Comitê de Lutas dos Bancários protesta contra a alta dos preços

Foto: Nando Neves
Dirigentes sindicais bancários inauguraram as atividades do Comitê de Lutas da categoria, na Feira de São Cristóvão

Carlos Vasconcellos

Imprensa SeebRio

 

Mobilizar a sociedade para aumentar a participação popular na política, pressionando governos e apresentando propostas para superação da crise, da fome e da desigualdade social e contribuir para a reconstrução do Brasil  e de um país justo e com igualdade de oportunidades. Este é o objetivo dos comitês de lutas espalhados pelo Brasil, com a participação de diversas categorias de trabalhadores.

Os bancários iniciaram, no último sábado (25), chamado de primeiro “Dia L de Luta”, uma mobilização nacional de seu Comitê de Lutas. No Rio de Janeiro, a atividade foi realizada no Centro Luiz Gonzaga de Tradições Nordestinas, no Pavilhão de São Cristóvão.

De quem é a culpa?

A volta do Brasil ao Mapa da fome, os altos preços dos produtos nos supermercados, especialmente os alimentos, e dos combustíveis foram a tônica dos protestos, bem como a política genocida do governo Bolsonaro que resultou em mais de 670 mil mortes por covid-19. Na avaliação dos manifestantes, muitas delas poderiam ter sido evitadas se não fosse a campanha negacionista do governo e a demora na providência das vacinas.

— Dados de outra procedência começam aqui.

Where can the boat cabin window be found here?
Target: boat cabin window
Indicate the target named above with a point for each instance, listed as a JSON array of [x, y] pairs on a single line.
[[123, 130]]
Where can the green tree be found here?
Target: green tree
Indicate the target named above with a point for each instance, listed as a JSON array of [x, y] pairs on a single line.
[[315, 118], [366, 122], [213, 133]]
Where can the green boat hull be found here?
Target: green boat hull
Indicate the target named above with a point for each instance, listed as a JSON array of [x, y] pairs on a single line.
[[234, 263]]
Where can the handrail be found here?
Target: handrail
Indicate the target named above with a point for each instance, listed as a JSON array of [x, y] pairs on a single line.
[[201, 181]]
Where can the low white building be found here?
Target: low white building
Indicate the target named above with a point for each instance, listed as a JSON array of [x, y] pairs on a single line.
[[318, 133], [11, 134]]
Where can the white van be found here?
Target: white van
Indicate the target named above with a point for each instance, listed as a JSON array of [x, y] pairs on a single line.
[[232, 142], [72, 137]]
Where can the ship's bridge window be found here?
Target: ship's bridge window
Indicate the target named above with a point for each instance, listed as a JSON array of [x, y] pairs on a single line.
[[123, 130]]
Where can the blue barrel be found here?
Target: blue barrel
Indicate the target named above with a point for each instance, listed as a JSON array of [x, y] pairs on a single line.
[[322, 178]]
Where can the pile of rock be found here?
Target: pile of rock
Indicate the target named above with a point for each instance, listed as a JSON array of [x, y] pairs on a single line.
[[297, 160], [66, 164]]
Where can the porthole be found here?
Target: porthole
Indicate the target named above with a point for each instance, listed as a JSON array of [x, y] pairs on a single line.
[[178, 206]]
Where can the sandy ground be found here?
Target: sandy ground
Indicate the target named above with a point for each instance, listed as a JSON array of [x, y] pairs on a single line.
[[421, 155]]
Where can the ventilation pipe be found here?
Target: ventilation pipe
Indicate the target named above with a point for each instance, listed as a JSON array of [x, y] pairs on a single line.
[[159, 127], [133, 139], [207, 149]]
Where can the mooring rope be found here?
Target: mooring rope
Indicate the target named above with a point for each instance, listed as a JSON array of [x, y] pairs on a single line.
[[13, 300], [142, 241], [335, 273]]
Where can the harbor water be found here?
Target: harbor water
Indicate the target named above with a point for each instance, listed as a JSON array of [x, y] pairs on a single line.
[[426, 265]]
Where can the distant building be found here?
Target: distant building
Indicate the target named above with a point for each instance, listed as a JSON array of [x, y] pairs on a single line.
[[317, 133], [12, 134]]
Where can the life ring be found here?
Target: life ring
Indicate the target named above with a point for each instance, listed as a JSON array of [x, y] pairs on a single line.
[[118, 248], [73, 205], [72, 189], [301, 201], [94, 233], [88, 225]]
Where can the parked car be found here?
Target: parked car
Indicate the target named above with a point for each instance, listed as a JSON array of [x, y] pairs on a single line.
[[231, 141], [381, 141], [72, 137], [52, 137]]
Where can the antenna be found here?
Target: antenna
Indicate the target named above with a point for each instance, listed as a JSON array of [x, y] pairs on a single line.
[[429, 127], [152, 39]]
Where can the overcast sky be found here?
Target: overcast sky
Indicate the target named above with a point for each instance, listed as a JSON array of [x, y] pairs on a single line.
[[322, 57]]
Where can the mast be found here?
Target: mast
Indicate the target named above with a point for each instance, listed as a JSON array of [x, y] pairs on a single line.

Os dirigentes sindicais bancários distribuíram panfletos e dialogaram com a população na feira de São Cristóvão, arredores e sinais de trânsito. Em formato de encarte de supermercado e com o título “Tá caro? A culpa é do Bolsonaro”, o material impresso chamou a atenção da população que enfrenta uma triste realidade: ninguém aguenta mais a alta de preços e a perda de renda das famílias, além do desemprego, situação agravada nos últimos anos.  

Mudança de rumos

Carlos de Souza, diretor do Sindicato e secretário da CUT Rio (Central Única dos Trabalhadores do Rio de Janeiro), falou aos frequentadores da tradicional feira sobre a necessidade de mudança de rumos da política econômica e de governo nas eleições 2022.

“Temos que reverter este quadro nefasto que vivemos, onde o ódio prevalece sobre as relações de empatia e a preocupação com o próximo”, declarou.

Violência contra a  mulher

A presidenta da Federa RJ (Federação das Trabalhadoras e dos Trabalhadores no Ramo Financeiro) e  diretora do Sindicato Adriana Nalesso chamou a atenção para os números estatísticos referentes à fome.  

“O Brasil tem 33 milhões de pessoas em situação de fome e deste total, em apenas dois anos e meio do atual governo, mais 14 milhões de brasileiros e brasileiras foram lançados ao Mapa da Fome”, disse. A sindicalista destacou ainda o aumento da violência contra as mulheres.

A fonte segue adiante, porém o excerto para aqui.